Um estatuto que deixa "praticamente" sem poderes os conselhos de Presidentes, de chanceleres e de altos funcionário é "uma loucura", criticou Correa em entrevista à imprensa local, antes de deixar o Equador. O Brasil defende o estatuto, a ser aprovado hoje com um "plano de ação" para a Unasul, com o argumento de que prevê reuniões anuais de presidentes e semestrais de ministros, capazes de "institucionalizar" a cooperação entre os países. "O mais importante nisso é o fato de ter um tratado; será uma organização de todos os países, não só uma declaração de presidentes", argumentou o ministro das Relações Exteriores, Celso Amorim, um dos principais organizadores do acordo, ainda antes de ser informado das restrições de Correa. O tratado prevê até a criação futura de um parlamento sul-americano.

O governo brasileiro se espelha no lento e também acidentado processo de constituição da União Européia, que Lula tem ambição de replicar no continente, no ritmo possível, pelas diferenças políticas e econômicas entre os países da região. Para os diplomatas que assessoram Amorim, a Unasul será uma maneira de aproximar as altas cúpulas dos países do Mercosul e os da Região Andina, além de Suriname e Guiana, para projetos comuns e pragmáticos em energia, integração física e cooperação econômica e social.

"O objetivo dessa reunião, uma reunião extraordinária, é o de aprovar o tratado; certamente haverá decisões sobre outros temas", comentou Amorim, na quarta-feira, reconhecendo que poderá haver "superposição" com outros organismos regionais no continente, mas que, "seguramente" vê na Unasul um "espaço" para superar os conflitos entre os países da região.

Os conflitos serão assunto de uma reunião bilateral entre Lula e Uribe, o único presidente, até ontem, a solicitar um encontro privado com o brasileiro. Uribe deve conversar com Lula a respeito dos dados contidos nos computadores apreendidos no ataque do Exército colombiano, em território do Equador, a um acampamento das Farc. O governo colombiano ainda não fez acusações formais, mas tem vazado informações de que os dados comprometem seriamente Chávez e Correa com as operações da guerrilha, o que é rechaçado pelos dois presidentes.

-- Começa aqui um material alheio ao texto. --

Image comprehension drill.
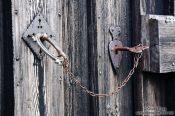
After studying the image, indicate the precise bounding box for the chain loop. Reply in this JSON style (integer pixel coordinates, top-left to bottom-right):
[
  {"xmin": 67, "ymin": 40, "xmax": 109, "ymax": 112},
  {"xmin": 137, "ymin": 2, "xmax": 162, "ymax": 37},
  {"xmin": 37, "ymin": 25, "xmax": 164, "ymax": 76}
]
[{"xmin": 62, "ymin": 45, "xmax": 143, "ymax": 97}]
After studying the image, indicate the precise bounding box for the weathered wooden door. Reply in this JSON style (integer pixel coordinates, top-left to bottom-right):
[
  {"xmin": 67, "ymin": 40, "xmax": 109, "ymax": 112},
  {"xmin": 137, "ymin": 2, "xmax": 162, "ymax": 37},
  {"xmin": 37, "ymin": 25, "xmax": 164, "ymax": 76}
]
[
  {"xmin": 1, "ymin": 0, "xmax": 175, "ymax": 116},
  {"xmin": 10, "ymin": 0, "xmax": 133, "ymax": 116},
  {"xmin": 2, "ymin": 0, "xmax": 137, "ymax": 116}
]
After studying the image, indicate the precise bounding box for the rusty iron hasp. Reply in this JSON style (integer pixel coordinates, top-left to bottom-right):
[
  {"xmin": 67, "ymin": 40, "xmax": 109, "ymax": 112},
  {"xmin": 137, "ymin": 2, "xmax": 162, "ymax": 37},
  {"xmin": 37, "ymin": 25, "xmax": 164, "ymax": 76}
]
[
  {"xmin": 108, "ymin": 26, "xmax": 122, "ymax": 70},
  {"xmin": 31, "ymin": 33, "xmax": 66, "ymax": 64},
  {"xmin": 109, "ymin": 40, "xmax": 122, "ymax": 70},
  {"xmin": 111, "ymin": 44, "xmax": 149, "ymax": 54},
  {"xmin": 22, "ymin": 13, "xmax": 56, "ymax": 59},
  {"xmin": 22, "ymin": 14, "xmax": 66, "ymax": 65},
  {"xmin": 108, "ymin": 26, "xmax": 149, "ymax": 70}
]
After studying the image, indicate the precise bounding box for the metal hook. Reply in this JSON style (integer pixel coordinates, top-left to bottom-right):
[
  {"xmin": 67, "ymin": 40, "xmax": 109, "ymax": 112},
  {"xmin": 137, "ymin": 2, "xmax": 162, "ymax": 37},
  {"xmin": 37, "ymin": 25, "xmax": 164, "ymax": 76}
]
[{"xmin": 32, "ymin": 33, "xmax": 66, "ymax": 65}]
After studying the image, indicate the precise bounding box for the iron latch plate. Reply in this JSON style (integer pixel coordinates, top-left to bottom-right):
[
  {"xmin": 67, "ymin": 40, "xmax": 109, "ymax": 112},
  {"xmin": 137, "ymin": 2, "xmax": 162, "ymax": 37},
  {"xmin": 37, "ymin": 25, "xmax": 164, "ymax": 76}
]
[
  {"xmin": 108, "ymin": 26, "xmax": 122, "ymax": 70},
  {"xmin": 22, "ymin": 14, "xmax": 56, "ymax": 59}
]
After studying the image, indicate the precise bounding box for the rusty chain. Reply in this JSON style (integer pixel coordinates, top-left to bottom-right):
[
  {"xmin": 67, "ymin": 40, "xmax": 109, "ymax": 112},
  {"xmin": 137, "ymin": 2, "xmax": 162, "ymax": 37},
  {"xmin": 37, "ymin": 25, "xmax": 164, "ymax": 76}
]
[{"xmin": 62, "ymin": 44, "xmax": 143, "ymax": 97}]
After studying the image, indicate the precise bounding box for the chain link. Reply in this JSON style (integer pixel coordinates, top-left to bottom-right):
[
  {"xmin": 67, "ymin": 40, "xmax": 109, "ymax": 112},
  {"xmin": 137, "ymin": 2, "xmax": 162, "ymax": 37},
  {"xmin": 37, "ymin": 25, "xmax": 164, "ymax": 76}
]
[{"xmin": 62, "ymin": 45, "xmax": 143, "ymax": 97}]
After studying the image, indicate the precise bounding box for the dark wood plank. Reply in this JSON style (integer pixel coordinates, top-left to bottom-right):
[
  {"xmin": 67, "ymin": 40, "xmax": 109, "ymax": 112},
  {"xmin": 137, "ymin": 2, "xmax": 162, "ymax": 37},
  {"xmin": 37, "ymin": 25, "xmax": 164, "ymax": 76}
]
[
  {"xmin": 0, "ymin": 0, "xmax": 3, "ymax": 115},
  {"xmin": 3, "ymin": 0, "xmax": 14, "ymax": 115},
  {"xmin": 62, "ymin": 0, "xmax": 90, "ymax": 116},
  {"xmin": 140, "ymin": 0, "xmax": 173, "ymax": 15}
]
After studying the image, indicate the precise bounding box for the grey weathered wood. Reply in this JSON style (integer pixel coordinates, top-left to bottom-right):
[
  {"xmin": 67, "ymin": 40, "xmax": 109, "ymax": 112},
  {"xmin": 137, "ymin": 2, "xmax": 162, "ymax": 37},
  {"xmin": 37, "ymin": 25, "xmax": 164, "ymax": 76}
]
[
  {"xmin": 133, "ymin": 0, "xmax": 175, "ymax": 115},
  {"xmin": 88, "ymin": 0, "xmax": 133, "ymax": 116},
  {"xmin": 140, "ymin": 0, "xmax": 173, "ymax": 15},
  {"xmin": 62, "ymin": 0, "xmax": 90, "ymax": 116},
  {"xmin": 10, "ymin": 0, "xmax": 175, "ymax": 115},
  {"xmin": 150, "ymin": 17, "xmax": 175, "ymax": 73},
  {"xmin": 12, "ymin": 0, "xmax": 90, "ymax": 116},
  {"xmin": 142, "ymin": 15, "xmax": 175, "ymax": 73},
  {"xmin": 12, "ymin": 0, "xmax": 64, "ymax": 116}
]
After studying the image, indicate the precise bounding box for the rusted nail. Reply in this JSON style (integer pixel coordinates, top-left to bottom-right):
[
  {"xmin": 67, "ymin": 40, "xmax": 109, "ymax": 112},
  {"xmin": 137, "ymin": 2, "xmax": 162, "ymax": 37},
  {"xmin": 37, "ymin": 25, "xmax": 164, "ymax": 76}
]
[
  {"xmin": 58, "ymin": 10, "xmax": 61, "ymax": 16},
  {"xmin": 15, "ymin": 57, "xmax": 20, "ymax": 61},
  {"xmin": 172, "ymin": 62, "xmax": 175, "ymax": 66},
  {"xmin": 99, "ymin": 71, "xmax": 102, "ymax": 75},
  {"xmin": 14, "ymin": 10, "xmax": 18, "ymax": 15}
]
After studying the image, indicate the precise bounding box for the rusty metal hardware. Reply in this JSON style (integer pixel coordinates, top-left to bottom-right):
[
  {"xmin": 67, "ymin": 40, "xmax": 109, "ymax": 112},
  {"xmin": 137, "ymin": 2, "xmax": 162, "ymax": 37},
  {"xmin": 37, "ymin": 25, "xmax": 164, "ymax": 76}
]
[
  {"xmin": 108, "ymin": 26, "xmax": 149, "ymax": 70},
  {"xmin": 109, "ymin": 26, "xmax": 121, "ymax": 39},
  {"xmin": 63, "ymin": 51, "xmax": 143, "ymax": 97},
  {"xmin": 31, "ymin": 33, "xmax": 66, "ymax": 65},
  {"xmin": 22, "ymin": 14, "xmax": 66, "ymax": 65},
  {"xmin": 61, "ymin": 26, "xmax": 147, "ymax": 97},
  {"xmin": 22, "ymin": 14, "xmax": 53, "ymax": 59},
  {"xmin": 109, "ymin": 40, "xmax": 122, "ymax": 69},
  {"xmin": 108, "ymin": 26, "xmax": 122, "ymax": 70},
  {"xmin": 111, "ymin": 44, "xmax": 149, "ymax": 54}
]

Embora a relação entre Lula e Uribe seja muito boa, o colombiano deu um duro golpe na diplomacia brasileira ao recusar o Conselho de Defesa regional, especialmente com o argumento de que já existe a Organização dos Estados Americanos (OEA) - que tem a participação ativa dos Estados Unidos. Amorim, até a quarta-feira, dizia confiar que não havia oposição à assinatura de um acordo prevendo a criação do Conselho de Defesa.

Nesse clima, há expectativas também em relação às reuniões paralelas à cúpula de chefes de Estado. Correa deve anunciar se adere ou não à Alternativa Bolivariana para as Américas (Alba), iniciativa de Hugo Chávez, à qual pertencem também Cuba, Bolívia, Haiti, República Dominicana e, como observador, o Irã. Chávez chegou a Brasília trazendo o presidente da Bolívia, Evo Morales, que, antes, foi à Cuba, conversar com o ex-presidente Fidel Castro.

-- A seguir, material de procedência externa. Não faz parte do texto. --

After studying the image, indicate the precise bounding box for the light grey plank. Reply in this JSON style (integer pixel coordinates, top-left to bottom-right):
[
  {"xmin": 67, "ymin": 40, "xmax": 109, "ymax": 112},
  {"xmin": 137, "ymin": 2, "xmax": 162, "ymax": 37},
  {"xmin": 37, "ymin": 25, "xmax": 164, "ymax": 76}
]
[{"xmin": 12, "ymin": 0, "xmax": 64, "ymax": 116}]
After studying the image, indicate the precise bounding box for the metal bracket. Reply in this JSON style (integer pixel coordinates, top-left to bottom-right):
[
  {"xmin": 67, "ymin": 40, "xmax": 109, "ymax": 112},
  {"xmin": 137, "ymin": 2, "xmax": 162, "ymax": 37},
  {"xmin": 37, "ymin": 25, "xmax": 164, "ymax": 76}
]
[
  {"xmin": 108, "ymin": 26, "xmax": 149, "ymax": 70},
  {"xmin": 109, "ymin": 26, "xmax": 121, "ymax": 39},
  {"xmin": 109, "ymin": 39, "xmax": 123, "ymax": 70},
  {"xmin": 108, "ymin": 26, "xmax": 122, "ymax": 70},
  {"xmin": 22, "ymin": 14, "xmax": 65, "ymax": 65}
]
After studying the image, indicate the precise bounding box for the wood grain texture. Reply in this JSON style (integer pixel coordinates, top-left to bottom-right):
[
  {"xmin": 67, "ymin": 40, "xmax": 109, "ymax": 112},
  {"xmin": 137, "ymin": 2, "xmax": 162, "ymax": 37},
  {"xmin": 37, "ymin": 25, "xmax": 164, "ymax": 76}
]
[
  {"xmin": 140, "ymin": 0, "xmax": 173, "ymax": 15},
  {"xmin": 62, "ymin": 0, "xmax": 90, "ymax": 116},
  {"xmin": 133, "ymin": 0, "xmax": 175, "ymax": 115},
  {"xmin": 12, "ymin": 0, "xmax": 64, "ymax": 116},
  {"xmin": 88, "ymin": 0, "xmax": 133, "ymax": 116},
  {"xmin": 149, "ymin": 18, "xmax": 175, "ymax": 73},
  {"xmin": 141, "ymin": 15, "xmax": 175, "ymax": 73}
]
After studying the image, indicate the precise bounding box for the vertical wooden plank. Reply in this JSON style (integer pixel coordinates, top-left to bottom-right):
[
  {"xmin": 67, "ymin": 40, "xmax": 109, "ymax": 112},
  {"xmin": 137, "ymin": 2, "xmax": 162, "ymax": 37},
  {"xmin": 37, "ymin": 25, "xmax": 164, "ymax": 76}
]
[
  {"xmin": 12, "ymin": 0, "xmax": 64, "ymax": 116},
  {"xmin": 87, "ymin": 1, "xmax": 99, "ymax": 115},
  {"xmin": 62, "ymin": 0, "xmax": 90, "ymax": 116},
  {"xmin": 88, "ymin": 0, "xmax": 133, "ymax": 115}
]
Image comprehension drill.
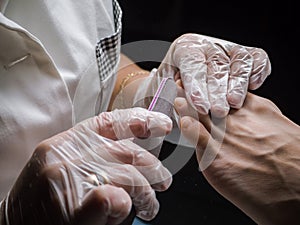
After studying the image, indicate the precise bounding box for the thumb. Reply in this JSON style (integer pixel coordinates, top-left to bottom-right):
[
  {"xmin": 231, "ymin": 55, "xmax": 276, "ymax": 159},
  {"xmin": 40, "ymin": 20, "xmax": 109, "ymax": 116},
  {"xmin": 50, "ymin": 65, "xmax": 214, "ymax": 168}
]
[
  {"xmin": 180, "ymin": 116, "xmax": 221, "ymax": 171},
  {"xmin": 75, "ymin": 185, "xmax": 132, "ymax": 225},
  {"xmin": 180, "ymin": 116, "xmax": 211, "ymax": 152}
]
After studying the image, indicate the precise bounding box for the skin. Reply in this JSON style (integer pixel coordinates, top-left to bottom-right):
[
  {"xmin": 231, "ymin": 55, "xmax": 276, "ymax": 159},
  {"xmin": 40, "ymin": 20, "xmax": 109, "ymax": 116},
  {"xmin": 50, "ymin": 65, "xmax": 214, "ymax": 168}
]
[
  {"xmin": 174, "ymin": 93, "xmax": 300, "ymax": 225},
  {"xmin": 108, "ymin": 54, "xmax": 150, "ymax": 111}
]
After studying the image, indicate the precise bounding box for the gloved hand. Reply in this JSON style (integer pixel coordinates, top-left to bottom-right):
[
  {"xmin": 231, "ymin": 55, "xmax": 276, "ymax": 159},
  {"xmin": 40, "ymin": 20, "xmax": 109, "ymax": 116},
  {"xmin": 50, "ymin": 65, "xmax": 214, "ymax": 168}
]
[
  {"xmin": 157, "ymin": 33, "xmax": 271, "ymax": 117},
  {"xmin": 0, "ymin": 107, "xmax": 173, "ymax": 225}
]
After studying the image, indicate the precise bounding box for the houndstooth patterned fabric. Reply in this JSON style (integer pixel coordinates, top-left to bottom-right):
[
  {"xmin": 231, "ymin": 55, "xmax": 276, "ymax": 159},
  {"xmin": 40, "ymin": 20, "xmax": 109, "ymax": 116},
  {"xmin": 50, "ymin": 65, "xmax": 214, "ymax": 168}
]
[{"xmin": 96, "ymin": 0, "xmax": 122, "ymax": 81}]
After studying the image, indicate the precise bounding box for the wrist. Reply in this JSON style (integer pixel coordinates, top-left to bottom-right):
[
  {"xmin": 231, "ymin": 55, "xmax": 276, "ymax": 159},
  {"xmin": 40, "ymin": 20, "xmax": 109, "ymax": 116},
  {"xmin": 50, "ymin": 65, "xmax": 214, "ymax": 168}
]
[
  {"xmin": 120, "ymin": 68, "xmax": 168, "ymax": 110},
  {"xmin": 110, "ymin": 68, "xmax": 150, "ymax": 110},
  {"xmin": 117, "ymin": 70, "xmax": 150, "ymax": 97},
  {"xmin": 108, "ymin": 53, "xmax": 152, "ymax": 110}
]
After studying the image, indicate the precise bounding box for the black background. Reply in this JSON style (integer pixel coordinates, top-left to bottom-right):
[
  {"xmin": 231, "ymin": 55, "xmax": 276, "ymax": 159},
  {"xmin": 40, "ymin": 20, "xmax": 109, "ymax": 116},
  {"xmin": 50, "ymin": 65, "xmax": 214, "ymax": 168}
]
[{"xmin": 118, "ymin": 1, "xmax": 297, "ymax": 224}]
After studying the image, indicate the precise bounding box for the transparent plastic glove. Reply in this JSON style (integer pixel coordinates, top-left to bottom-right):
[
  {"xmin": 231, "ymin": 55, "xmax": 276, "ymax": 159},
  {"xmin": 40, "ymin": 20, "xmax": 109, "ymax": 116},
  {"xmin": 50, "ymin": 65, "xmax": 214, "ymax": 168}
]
[
  {"xmin": 0, "ymin": 107, "xmax": 173, "ymax": 225},
  {"xmin": 157, "ymin": 33, "xmax": 271, "ymax": 117},
  {"xmin": 113, "ymin": 72, "xmax": 178, "ymax": 157},
  {"xmin": 98, "ymin": 107, "xmax": 172, "ymax": 141}
]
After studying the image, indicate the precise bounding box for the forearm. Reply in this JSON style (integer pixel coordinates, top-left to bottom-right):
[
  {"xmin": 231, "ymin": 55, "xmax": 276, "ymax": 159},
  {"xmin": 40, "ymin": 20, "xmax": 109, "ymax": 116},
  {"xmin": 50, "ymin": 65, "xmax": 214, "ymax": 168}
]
[{"xmin": 108, "ymin": 53, "xmax": 150, "ymax": 110}]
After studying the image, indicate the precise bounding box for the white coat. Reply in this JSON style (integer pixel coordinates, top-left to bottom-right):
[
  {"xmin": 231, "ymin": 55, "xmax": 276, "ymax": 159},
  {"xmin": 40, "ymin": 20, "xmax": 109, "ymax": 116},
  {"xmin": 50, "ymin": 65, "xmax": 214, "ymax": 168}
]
[{"xmin": 0, "ymin": 0, "xmax": 121, "ymax": 199}]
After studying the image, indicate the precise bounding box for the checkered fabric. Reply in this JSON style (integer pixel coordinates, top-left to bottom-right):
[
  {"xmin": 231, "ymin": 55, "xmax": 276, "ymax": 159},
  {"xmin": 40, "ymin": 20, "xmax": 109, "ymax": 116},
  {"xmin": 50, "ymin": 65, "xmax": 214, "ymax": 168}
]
[{"xmin": 96, "ymin": 0, "xmax": 122, "ymax": 81}]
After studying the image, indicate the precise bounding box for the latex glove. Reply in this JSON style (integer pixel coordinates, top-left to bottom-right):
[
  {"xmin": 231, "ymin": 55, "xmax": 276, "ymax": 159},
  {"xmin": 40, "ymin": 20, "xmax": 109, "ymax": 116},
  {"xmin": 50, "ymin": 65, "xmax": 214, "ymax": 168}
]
[
  {"xmin": 158, "ymin": 33, "xmax": 271, "ymax": 117},
  {"xmin": 174, "ymin": 94, "xmax": 300, "ymax": 225},
  {"xmin": 0, "ymin": 107, "xmax": 173, "ymax": 225}
]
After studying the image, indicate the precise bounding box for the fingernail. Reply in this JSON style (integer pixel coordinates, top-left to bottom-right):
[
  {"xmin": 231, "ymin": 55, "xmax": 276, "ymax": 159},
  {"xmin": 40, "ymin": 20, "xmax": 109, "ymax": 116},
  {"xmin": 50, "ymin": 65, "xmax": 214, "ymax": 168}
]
[
  {"xmin": 228, "ymin": 93, "xmax": 243, "ymax": 108},
  {"xmin": 174, "ymin": 97, "xmax": 186, "ymax": 108},
  {"xmin": 180, "ymin": 117, "xmax": 192, "ymax": 130},
  {"xmin": 211, "ymin": 105, "xmax": 229, "ymax": 118}
]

O governo Morales promete responder, após a reunião da Unasul, a uma queixa do presidente do Peru, Alan García, por causa de um outro Chávez, o jornalista Walter Chávez, a quem os peruanos acusam de ter relação com a guerrilha peruana do Movimento Revolucionário Tupac Amaru (MRTA). O jornalista foi assessor e chefe de campanha eleitoral de Morales. O presidente boliviano acusou o governo Alan García de aliar-se à CIA para forçar a extradição de Walter Chávez - o qual nega relações com a guerrilha. García fez uma queixa formal exigindo explicações da Bolívia, que protege Chávez com status de refugiado político.